Updated on: Wednesday, October 13, 2010
University examinations in Kerala are today mostly administrative exercises. The academic component of examinations should be refurbished through clearly specified goals of learning, well laid out methods of assessing what has been learnt, and innovations in the way examinations are administered. These, in essence, are the conclusions of the Jacob Tharu Committee on Examination Reforms, which submitted its report to the Kerala State Higher Education Council last week. The report can be accessed at the website www.kshec.kerala.gov.in.
Embedded in the seemingly obvious statements in the report about the examination system in Kerala — couched though they are in educational jargon — are powerful indictments of the examination system in the State. This critique inexorably leads to the committee's recommendations which, if implemented in their true spirit — would add punch to the newly-restructured degree courses in Kerala.
Examinations have an administrative side and an academic side. Over time, however, they have come to mean more of the former and very little of the latter, the report laments. The need for secrecy, uniformity, the need to adhere to a time table…, all these have eclipsed the fact that the nature of questions have not changed over many decades. This, the report says, is because the Boards of Study (BoS) concerned have failed to lay out a precise statement of purpose for the syllabi they craft.

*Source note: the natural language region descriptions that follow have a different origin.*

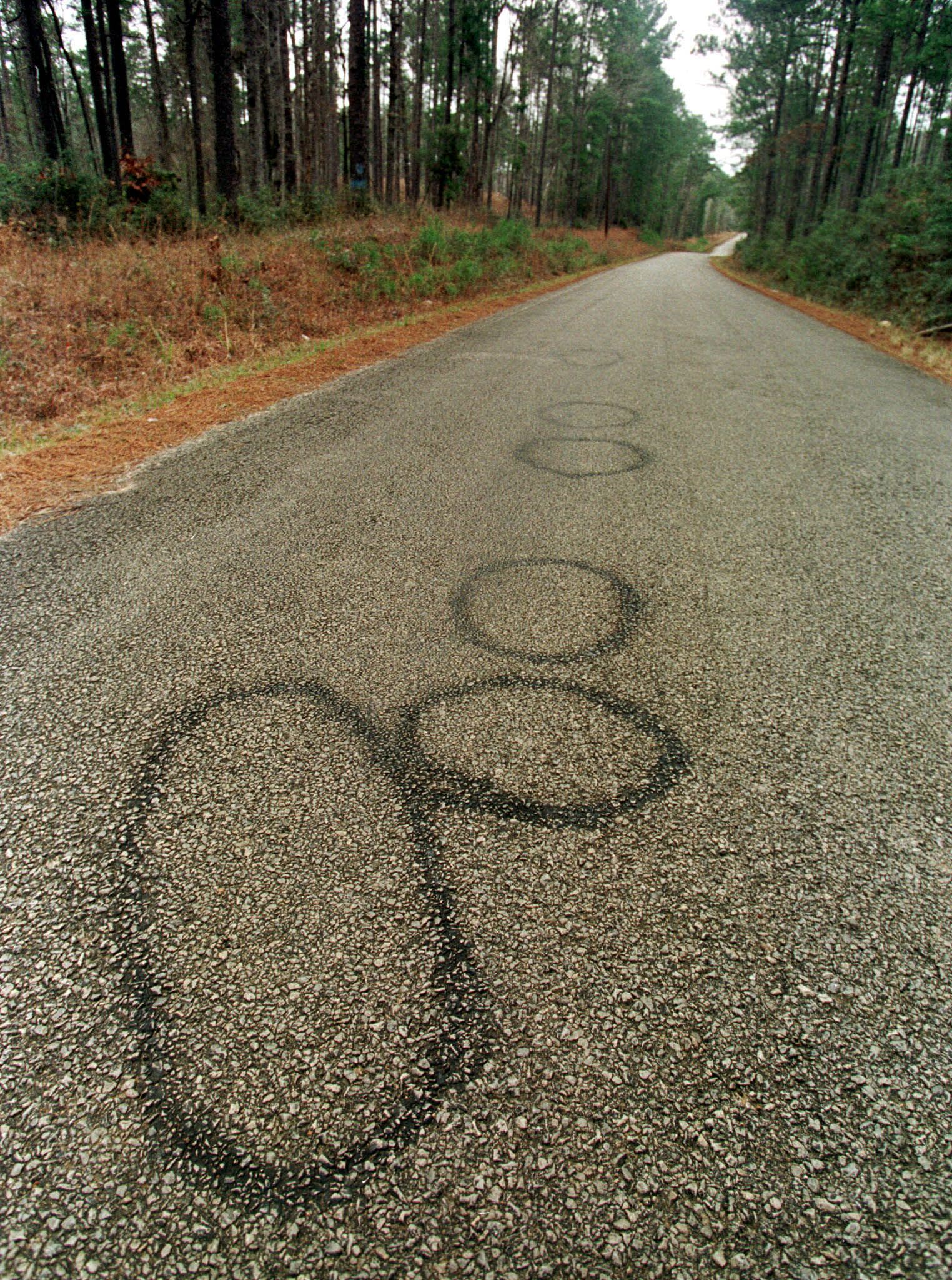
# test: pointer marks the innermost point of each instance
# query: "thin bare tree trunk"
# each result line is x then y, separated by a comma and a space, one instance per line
548, 113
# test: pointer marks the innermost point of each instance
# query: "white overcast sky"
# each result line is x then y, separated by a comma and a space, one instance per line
694, 74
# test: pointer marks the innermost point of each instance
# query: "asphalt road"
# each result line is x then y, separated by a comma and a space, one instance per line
489, 817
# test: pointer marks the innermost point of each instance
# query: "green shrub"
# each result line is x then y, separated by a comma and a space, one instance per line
893, 256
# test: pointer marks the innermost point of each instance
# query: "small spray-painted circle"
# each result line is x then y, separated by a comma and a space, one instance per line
580, 458
589, 358
622, 599
455, 785
589, 415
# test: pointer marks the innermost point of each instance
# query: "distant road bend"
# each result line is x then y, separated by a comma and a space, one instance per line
488, 818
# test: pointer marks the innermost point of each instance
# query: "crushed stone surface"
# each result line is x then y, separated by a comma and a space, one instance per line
345, 938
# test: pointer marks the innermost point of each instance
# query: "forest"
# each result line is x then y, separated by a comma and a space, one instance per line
846, 112
260, 111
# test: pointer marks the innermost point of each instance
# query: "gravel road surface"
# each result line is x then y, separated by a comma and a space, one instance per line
489, 818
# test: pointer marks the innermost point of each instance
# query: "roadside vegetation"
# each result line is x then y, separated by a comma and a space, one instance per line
92, 323
848, 191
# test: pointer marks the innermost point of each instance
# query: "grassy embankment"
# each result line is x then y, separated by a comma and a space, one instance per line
932, 355
113, 351
92, 324
882, 274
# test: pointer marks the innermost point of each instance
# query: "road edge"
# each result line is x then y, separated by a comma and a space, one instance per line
61, 475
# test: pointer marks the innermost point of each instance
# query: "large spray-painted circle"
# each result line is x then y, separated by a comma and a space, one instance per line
455, 786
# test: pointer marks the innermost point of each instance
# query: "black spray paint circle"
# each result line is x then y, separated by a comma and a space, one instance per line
578, 414
589, 358
627, 603
632, 459
457, 1056
467, 791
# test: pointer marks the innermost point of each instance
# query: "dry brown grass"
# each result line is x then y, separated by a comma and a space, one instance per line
57, 468
95, 323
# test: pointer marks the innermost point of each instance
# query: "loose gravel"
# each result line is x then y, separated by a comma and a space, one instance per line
292, 986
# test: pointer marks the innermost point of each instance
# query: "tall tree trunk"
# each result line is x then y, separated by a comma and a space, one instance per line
394, 99
440, 195
195, 102
378, 132
254, 32
289, 167
41, 86
417, 141
881, 81
359, 101
104, 119
223, 99
825, 123
108, 80
6, 96
913, 81
832, 161
272, 99
157, 90
767, 206
548, 113
121, 80
77, 82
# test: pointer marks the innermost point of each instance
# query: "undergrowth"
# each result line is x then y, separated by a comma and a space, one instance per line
892, 258
91, 322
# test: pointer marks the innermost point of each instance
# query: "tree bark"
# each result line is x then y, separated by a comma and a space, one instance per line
417, 142
223, 99
41, 88
913, 81
77, 82
359, 102
189, 24
378, 132
548, 114
394, 102
254, 32
121, 80
157, 90
832, 162
881, 81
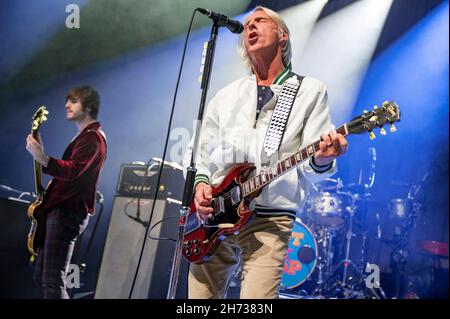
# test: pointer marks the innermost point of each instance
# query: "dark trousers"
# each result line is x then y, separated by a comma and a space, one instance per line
51, 265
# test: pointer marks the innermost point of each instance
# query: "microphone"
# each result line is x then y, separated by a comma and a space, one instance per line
223, 21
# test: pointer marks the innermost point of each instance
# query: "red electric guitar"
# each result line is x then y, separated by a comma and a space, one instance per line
232, 197
36, 212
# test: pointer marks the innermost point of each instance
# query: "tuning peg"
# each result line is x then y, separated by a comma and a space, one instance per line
393, 129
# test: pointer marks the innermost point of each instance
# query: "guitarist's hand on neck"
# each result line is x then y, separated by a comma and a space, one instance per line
202, 199
36, 150
332, 146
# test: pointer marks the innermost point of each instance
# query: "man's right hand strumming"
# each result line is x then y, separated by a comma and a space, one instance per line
202, 200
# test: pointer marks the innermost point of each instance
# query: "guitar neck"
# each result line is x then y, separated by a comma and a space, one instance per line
257, 182
37, 171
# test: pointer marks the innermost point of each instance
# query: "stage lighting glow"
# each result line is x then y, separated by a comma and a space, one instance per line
340, 49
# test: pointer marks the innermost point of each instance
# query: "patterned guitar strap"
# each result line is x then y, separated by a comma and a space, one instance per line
280, 115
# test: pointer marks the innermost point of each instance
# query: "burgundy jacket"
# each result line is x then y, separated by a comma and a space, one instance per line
76, 174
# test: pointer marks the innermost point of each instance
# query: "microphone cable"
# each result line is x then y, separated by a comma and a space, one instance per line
163, 157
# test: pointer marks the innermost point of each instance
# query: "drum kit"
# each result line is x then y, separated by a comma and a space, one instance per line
328, 252
318, 263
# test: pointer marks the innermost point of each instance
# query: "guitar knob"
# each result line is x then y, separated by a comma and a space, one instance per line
187, 243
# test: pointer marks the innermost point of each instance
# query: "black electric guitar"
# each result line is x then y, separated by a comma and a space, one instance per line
36, 211
232, 197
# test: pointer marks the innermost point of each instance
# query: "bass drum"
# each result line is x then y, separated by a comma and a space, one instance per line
301, 257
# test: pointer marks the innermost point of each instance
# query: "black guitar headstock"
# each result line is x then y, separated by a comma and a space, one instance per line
39, 117
388, 113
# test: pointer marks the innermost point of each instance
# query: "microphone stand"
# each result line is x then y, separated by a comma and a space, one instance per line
191, 170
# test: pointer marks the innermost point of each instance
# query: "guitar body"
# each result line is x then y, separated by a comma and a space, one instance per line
230, 214
36, 211
36, 235
231, 199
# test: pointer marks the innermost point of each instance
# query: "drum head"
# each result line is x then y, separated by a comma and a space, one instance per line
301, 257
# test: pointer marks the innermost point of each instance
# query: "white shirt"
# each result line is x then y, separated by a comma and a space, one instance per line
230, 135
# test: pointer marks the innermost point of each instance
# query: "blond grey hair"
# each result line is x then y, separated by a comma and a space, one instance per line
286, 52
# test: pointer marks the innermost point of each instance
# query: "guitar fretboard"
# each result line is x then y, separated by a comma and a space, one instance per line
255, 183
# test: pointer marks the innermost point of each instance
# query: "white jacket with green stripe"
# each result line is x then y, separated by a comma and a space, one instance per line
230, 134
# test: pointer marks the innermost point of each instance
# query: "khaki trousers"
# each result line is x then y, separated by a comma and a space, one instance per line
261, 246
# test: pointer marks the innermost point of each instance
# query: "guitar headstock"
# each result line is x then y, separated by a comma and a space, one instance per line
39, 117
388, 113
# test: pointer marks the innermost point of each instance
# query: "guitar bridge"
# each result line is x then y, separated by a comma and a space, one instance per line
235, 195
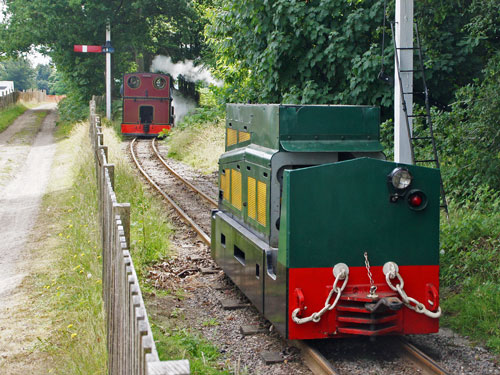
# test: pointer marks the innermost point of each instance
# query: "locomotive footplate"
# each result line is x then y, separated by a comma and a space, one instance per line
358, 314
391, 303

This should change. From now on, a BoS should clearly state what they expect a student to learn from a syllabus and what are the outcomes that they wish to test at the end of a course.
“The important principle here is that there should be a means of communication between the syllabus framers and those concerned with assessment,” the report stresses. Translated, this means a radical attitudinal overhaul of these academic bodies and a rewrite of university rules governing their functioning. The effectiveness of all the other recommendations of the committee depends on this overhaul which is easier said than done. Will the HEC be able to convince all universities in the State that such a makeover is long overdue?
Even as it welcomes the 25 per cent weight given to internal assessment in the restructured degree programmes, the committee makes it clear that the incomplete development and articulation of “relevant and systematic schemes” of internal assessment (IA) suited for each course and for different levels of students has led to “adherence to form” and “trivialisation of substance,” in colleges. Teachers lack orientation and support by way of clear schemes, the report points out.
As a solution, the committee recommends that teachers be given the freedom to choose the mode of IA most suited to their course. Moreover, a rational system of integrating the grades for IA and those scored in the external examination needs to be put in place. To put these recommendations into practice the HEC and the universities would have to do a lot more by way of orienting teachers to carry out meaningful IA practices and to keep them posted about the latest thinking around the world on this front. The critical nuts-and-bolts reforms suggested by the committee relate to the setting of question papers. Why not allow a team of setters to craft one question paper, each of them setting out one part? Why not, in other words, a modular question paper, now that “inter-disciplinary” is the new mantra of higher education? Further, why not draw such questions from a question bank which, again, is created in a collaborate mode?
The answer paper too should be overhauled, the Tharu committee says, there should be separate booklets for answering different types of questions. These booklets can then be valued by a team of teachers. And yes, students must be allowed to carry pre-specified material into the examination hall — a ‘limited' version of the open-book examination. Now, these are recommendations which any university can decide to implement almost immediately.
IT@School
The success of the IT@School initiative has so impressed the Tharu committee that it has recommended that this programme be extended to colleges so that higher education in the State can be IT-enabled. Such a move would not be a day too soon as the IT@School programme is poised to move from IT-enabled learning to IT-embedded learning. The ‘good practices' of this programme can with minimum modifications be extrapolated on to the college network.
Yet another recommendation that the State can recommend with minimum difficulty and investment is the on-camera conduct of examinations. The committee has proposed that all examination-related activities — the opening of the question paper packet, their distribution, the actual examination and the final packing of the answer scripts — be recorded to ensure transparency.
The committee has also turned the spotlight on a hitherto non-existent academic practice in Kerala; the organised analysis of examination and assessment data to gauge the effectiveness of teaching, learning and examination practices. Such analyses could well lead to more scientific procedures, the report points out.
The Tharu committee's report will now be subject to academic scrutiny. The usefulness and impact of these recommendations will depend on the speed with which they are implemented — after modifications, if any — in Kerala's higher education sector. The extension of such reforms to the school education sector is also long overdue.